Terrorism continued as the tactic of choice by the Palestinian Authority until the early 1990s, when Arafat appeared to have renounced terrorism in favour of negotiations. This apparent renunciation earned Arafat a share of the Nobel Peace Prize. At the end of the Clinton administration, it looked like peace between Israel and the Palestinians was in hand. Israel's dovish Prime Minister Ehud Barak offered the Palestinians a state, control over the Arab section of East Jerusalem and the Temple Mount and more than 90% of the disputed territories. Instead of either accepting this offer or continuing to negotiate for a better deal, Arafat returned to his tried and true method of targeting innocent civilians.
As one observer recently put it: "The difference between Anwar Sadat and Yasser Arafat is that Sadat used war as a tactic and peace as a strategy, whereas Arafat has always used peace as a tactic and terrorism as a strategy."
Recently, Israel released documents which, if authentic, conclusively prove that Arafat has remained complicit in the premeditated murder of civilians, including children.
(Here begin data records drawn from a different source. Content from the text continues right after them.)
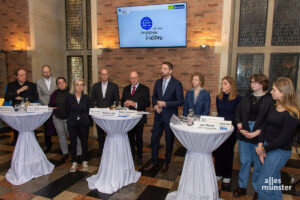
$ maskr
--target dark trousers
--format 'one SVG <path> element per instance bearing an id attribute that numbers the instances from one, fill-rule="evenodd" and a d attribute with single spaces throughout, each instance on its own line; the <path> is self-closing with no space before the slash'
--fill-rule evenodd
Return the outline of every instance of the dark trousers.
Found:
<path id="1" fill-rule="evenodd" d="M 174 144 L 174 133 L 170 129 L 169 122 L 155 120 L 152 129 L 152 136 L 151 136 L 152 162 L 155 165 L 158 164 L 159 142 L 163 130 L 165 130 L 165 141 L 166 141 L 165 163 L 169 164 L 171 161 L 173 144 Z"/>
<path id="2" fill-rule="evenodd" d="M 51 148 L 52 146 L 52 141 L 51 141 L 51 136 L 47 135 L 47 121 L 44 123 L 44 136 L 45 136 L 45 145 L 47 148 Z"/>
<path id="3" fill-rule="evenodd" d="M 87 161 L 89 126 L 69 126 L 69 138 L 71 143 L 72 162 L 77 162 L 77 137 L 79 137 L 82 149 L 82 161 Z"/>
<path id="4" fill-rule="evenodd" d="M 236 130 L 236 129 L 235 129 Z M 216 175 L 223 178 L 232 177 L 232 165 L 234 155 L 234 145 L 236 143 L 236 131 L 213 152 L 215 157 Z"/>
<path id="5" fill-rule="evenodd" d="M 137 154 L 138 158 L 142 158 L 143 154 L 143 129 L 144 124 L 137 124 L 131 131 L 128 132 L 132 157 Z M 137 150 L 135 150 L 135 147 Z"/>
<path id="6" fill-rule="evenodd" d="M 105 132 L 99 126 L 97 126 L 97 134 L 98 134 L 99 152 L 102 152 L 106 135 Z"/>

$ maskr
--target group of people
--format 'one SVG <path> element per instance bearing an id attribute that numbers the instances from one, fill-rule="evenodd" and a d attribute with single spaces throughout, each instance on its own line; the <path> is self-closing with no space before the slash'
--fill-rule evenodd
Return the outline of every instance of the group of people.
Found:
<path id="1" fill-rule="evenodd" d="M 182 83 L 172 76 L 173 65 L 163 62 L 161 78 L 156 80 L 152 106 L 154 123 L 151 136 L 152 162 L 144 171 L 159 170 L 158 153 L 162 132 L 165 131 L 165 160 L 161 168 L 167 172 L 171 162 L 174 134 L 169 123 L 173 114 L 178 115 L 178 107 L 183 105 L 186 116 L 192 110 L 195 115 L 209 115 L 210 94 L 204 89 L 205 77 L 201 73 L 191 76 L 192 89 L 186 92 L 184 98 Z M 88 170 L 87 151 L 90 119 L 90 107 L 106 108 L 119 104 L 117 84 L 109 81 L 107 69 L 101 69 L 100 82 L 93 85 L 91 97 L 84 93 L 83 79 L 76 79 L 73 89 L 67 87 L 64 77 L 51 76 L 49 65 L 42 67 L 42 78 L 37 85 L 26 81 L 26 71 L 18 69 L 16 81 L 9 83 L 5 100 L 18 104 L 27 98 L 30 102 L 39 100 L 42 105 L 55 107 L 53 116 L 44 125 L 45 152 L 51 149 L 51 135 L 55 130 L 59 137 L 62 150 L 62 160 L 68 157 L 67 136 L 71 143 L 72 166 L 70 172 L 77 170 L 78 157 L 82 159 L 82 169 Z M 139 82 L 139 74 L 132 71 L 129 74 L 130 85 L 124 87 L 121 106 L 133 110 L 146 111 L 150 106 L 149 88 Z M 238 151 L 241 168 L 238 188 L 234 197 L 246 195 L 252 164 L 252 186 L 255 190 L 254 199 L 281 199 L 280 190 L 263 190 L 266 179 L 280 179 L 280 170 L 291 155 L 291 141 L 299 120 L 299 108 L 296 103 L 295 88 L 290 79 L 279 77 L 268 93 L 268 79 L 263 74 L 254 74 L 249 79 L 251 93 L 241 97 L 237 93 L 235 80 L 230 76 L 222 78 L 221 89 L 216 97 L 218 116 L 233 122 L 234 132 L 213 152 L 215 171 L 218 180 L 228 184 L 232 177 L 234 146 L 238 141 Z M 147 122 L 144 115 L 140 122 L 128 133 L 133 159 L 138 165 L 143 164 L 143 128 Z M 55 129 L 53 129 L 55 127 Z M 101 156 L 105 132 L 97 127 L 99 153 Z"/>

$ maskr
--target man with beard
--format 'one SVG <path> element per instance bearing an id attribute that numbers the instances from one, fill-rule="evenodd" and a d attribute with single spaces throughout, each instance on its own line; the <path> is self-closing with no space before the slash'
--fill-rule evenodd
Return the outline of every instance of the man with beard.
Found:
<path id="1" fill-rule="evenodd" d="M 174 133 L 170 129 L 169 123 L 173 114 L 178 115 L 178 106 L 184 101 L 183 89 L 180 81 L 172 76 L 173 65 L 170 62 L 163 62 L 161 66 L 161 76 L 155 82 L 152 104 L 155 110 L 154 123 L 151 137 L 152 163 L 145 171 L 158 169 L 158 150 L 162 131 L 165 130 L 166 154 L 163 172 L 169 169 L 174 143 Z"/>

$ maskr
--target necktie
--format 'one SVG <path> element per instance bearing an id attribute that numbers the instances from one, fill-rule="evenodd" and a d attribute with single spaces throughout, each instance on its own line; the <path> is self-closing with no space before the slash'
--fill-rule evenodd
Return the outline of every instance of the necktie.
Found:
<path id="1" fill-rule="evenodd" d="M 166 86 L 167 86 L 167 81 L 164 79 L 163 88 L 162 88 L 163 96 L 164 96 L 165 91 L 166 91 Z"/>
<path id="2" fill-rule="evenodd" d="M 135 92 L 135 86 L 132 86 L 131 96 L 133 96 L 134 92 Z"/>

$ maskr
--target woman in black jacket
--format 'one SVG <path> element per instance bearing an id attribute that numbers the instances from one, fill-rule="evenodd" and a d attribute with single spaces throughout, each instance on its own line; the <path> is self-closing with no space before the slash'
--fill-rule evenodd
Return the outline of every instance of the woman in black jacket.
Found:
<path id="1" fill-rule="evenodd" d="M 90 100 L 88 95 L 83 93 L 84 81 L 79 78 L 74 81 L 74 93 L 66 97 L 66 114 L 69 137 L 71 142 L 72 167 L 70 172 L 77 170 L 77 137 L 81 141 L 82 148 L 82 170 L 88 170 L 87 162 L 87 141 L 89 135 L 89 108 Z"/>
<path id="2" fill-rule="evenodd" d="M 238 147 L 241 162 L 238 187 L 233 192 L 233 196 L 236 198 L 247 193 L 252 163 L 254 164 L 252 186 L 255 191 L 254 196 L 257 196 L 257 180 L 261 164 L 256 155 L 255 147 L 257 147 L 264 120 L 273 105 L 272 97 L 267 94 L 268 79 L 264 74 L 252 75 L 250 85 L 253 93 L 241 100 L 235 114 L 239 131 Z"/>

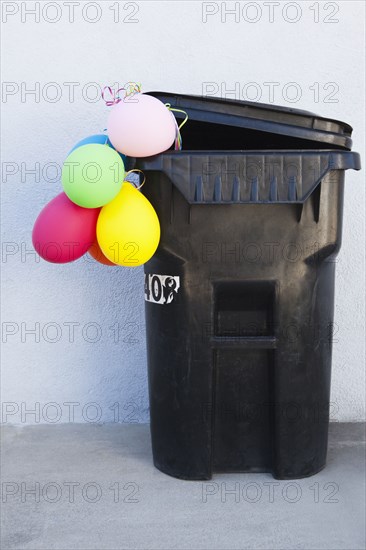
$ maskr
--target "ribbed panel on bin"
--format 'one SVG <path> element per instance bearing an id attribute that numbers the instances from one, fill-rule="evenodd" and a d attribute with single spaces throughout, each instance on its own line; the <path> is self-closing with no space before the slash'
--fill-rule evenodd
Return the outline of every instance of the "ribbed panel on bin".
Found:
<path id="1" fill-rule="evenodd" d="M 164 173 L 190 204 L 303 203 L 328 172 L 359 164 L 344 151 L 182 151 L 139 162 Z"/>

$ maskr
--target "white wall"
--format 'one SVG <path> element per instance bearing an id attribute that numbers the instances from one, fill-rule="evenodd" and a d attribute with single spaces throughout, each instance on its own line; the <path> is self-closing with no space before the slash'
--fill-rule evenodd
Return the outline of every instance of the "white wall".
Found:
<path id="1" fill-rule="evenodd" d="M 58 2 L 58 10 L 50 2 L 43 13 L 46 3 L 40 2 L 40 21 L 35 22 L 34 15 L 25 12 L 34 4 L 2 2 L 6 92 L 1 139 L 2 322 L 3 341 L 7 340 L 3 343 L 2 399 L 13 413 L 3 420 L 49 422 L 58 414 L 56 421 L 67 422 L 71 406 L 64 403 L 76 402 L 74 419 L 83 422 L 96 414 L 87 405 L 95 402 L 101 421 L 114 421 L 119 408 L 120 421 L 144 422 L 148 398 L 142 269 L 107 268 L 85 259 L 55 266 L 36 261 L 32 252 L 24 255 L 24 247 L 32 250 L 31 230 L 37 214 L 61 190 L 59 181 L 51 181 L 54 172 L 50 169 L 47 174 L 47 163 L 61 165 L 74 143 L 105 128 L 108 109 L 102 101 L 92 101 L 95 86 L 88 87 L 88 83 L 103 86 L 135 80 L 144 91 L 201 94 L 203 83 L 214 82 L 217 95 L 225 95 L 226 89 L 235 89 L 238 83 L 238 99 L 245 91 L 249 95 L 244 99 L 253 99 L 259 89 L 262 102 L 272 100 L 347 121 L 354 127 L 354 150 L 362 152 L 364 3 L 270 3 L 274 20 L 269 22 L 266 3 L 252 2 L 248 7 L 248 2 L 242 2 L 241 12 L 243 8 L 248 11 L 236 22 L 235 15 L 220 13 L 221 2 L 211 2 L 206 8 L 195 1 L 122 2 L 120 21 L 114 22 L 117 14 L 111 8 L 116 9 L 116 2 L 94 2 L 93 7 L 81 1 L 75 6 L 73 23 L 65 2 Z M 317 6 L 320 20 L 314 22 Z M 235 3 L 228 2 L 226 7 L 233 8 Z M 203 23 L 205 9 L 218 12 Z M 123 22 L 133 11 L 137 13 L 130 18 L 136 22 Z M 10 12 L 14 13 L 6 16 Z M 99 21 L 91 23 L 96 15 Z M 245 20 L 256 15 L 256 23 Z M 297 15 L 299 20 L 290 23 Z M 57 17 L 59 21 L 49 22 Z M 326 23 L 325 17 L 338 22 Z M 47 87 L 50 82 L 57 84 L 58 101 L 50 101 L 56 91 Z M 70 82 L 78 83 L 71 100 L 71 85 L 65 84 Z M 256 88 L 246 86 L 250 82 L 257 83 Z M 264 84 L 269 82 L 278 83 L 273 98 L 269 85 Z M 301 95 L 293 103 L 291 94 L 296 90 L 287 86 L 291 82 Z M 39 97 L 24 93 L 36 86 Z M 314 95 L 317 86 L 318 98 Z M 43 171 L 39 179 L 26 173 L 36 163 Z M 12 170 L 16 173 L 10 174 Z M 344 214 L 337 265 L 335 322 L 339 329 L 333 354 L 332 416 L 360 421 L 365 418 L 362 172 L 346 174 Z M 26 333 L 35 323 L 40 324 L 39 341 Z M 74 341 L 70 323 L 77 323 Z M 95 323 L 100 340 L 88 342 L 95 337 Z M 115 342 L 117 325 L 120 335 Z M 60 339 L 51 343 L 54 327 Z M 6 337 L 9 330 L 15 334 Z M 44 408 L 50 402 L 58 404 L 58 412 L 54 407 Z M 30 414 L 22 418 L 21 408 L 32 409 L 36 403 L 41 408 L 39 418 Z"/>

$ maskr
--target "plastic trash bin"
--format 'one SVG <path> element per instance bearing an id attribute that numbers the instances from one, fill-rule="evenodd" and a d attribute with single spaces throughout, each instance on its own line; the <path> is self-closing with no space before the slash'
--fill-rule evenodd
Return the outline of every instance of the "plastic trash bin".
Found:
<path id="1" fill-rule="evenodd" d="M 189 115 L 182 151 L 138 161 L 161 222 L 145 265 L 154 464 L 182 479 L 313 475 L 326 461 L 344 172 L 360 169 L 352 128 L 151 95 Z"/>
These documents, captured during the recent Israeli military incursion into the Palestinian Authority, contain the sort of evidence traditionally used to convict organized crime capos and drug conspirators. The documents contain Arafat's signature on payment vouchers to terrorists and for the purchase of material that could only be used in acts of terrorism. They also include authorization and payment to a commander who was known to have participated in suicide bombings of Jews attending a bat mitzvah in Hadera. Arafat personally wrote in his own hand an authorization to pay him and other terrorists: "Allocate $600 to each of them."
These documents have been compiled by Israeli authorities into a briefing book which will be presented to President Bush. If and when they are authenticated, the world will see a paper trail conclusively proving that Arafat is a murderer.
There are some who argue that Israelis, too, have killed civilians. But there is a world of difference, both legally and morally, between the deliberate targeting of innocent civilians and the incidental killing of civilians who are being used as shields and camouflage to hide terrorists.
All of this does not answer the important question of whether Israel should negotiate with Arafat. Reasonable people can differ as to the proper policy with regard to dealing with terrorists. But no reasonable person can now believe that Arafat is anything but a terrorist.
To argue that Israel must negotiate with a terrorist because he is the elected leader of the Palestinian people is a knife that cuts both ways: It also supports the conclusion that the Palestinian people, at least those who voted for Arafat knowing that he is a terrorist, are morally complicit in his terrorism.
swhitebull - again, anything unclear here?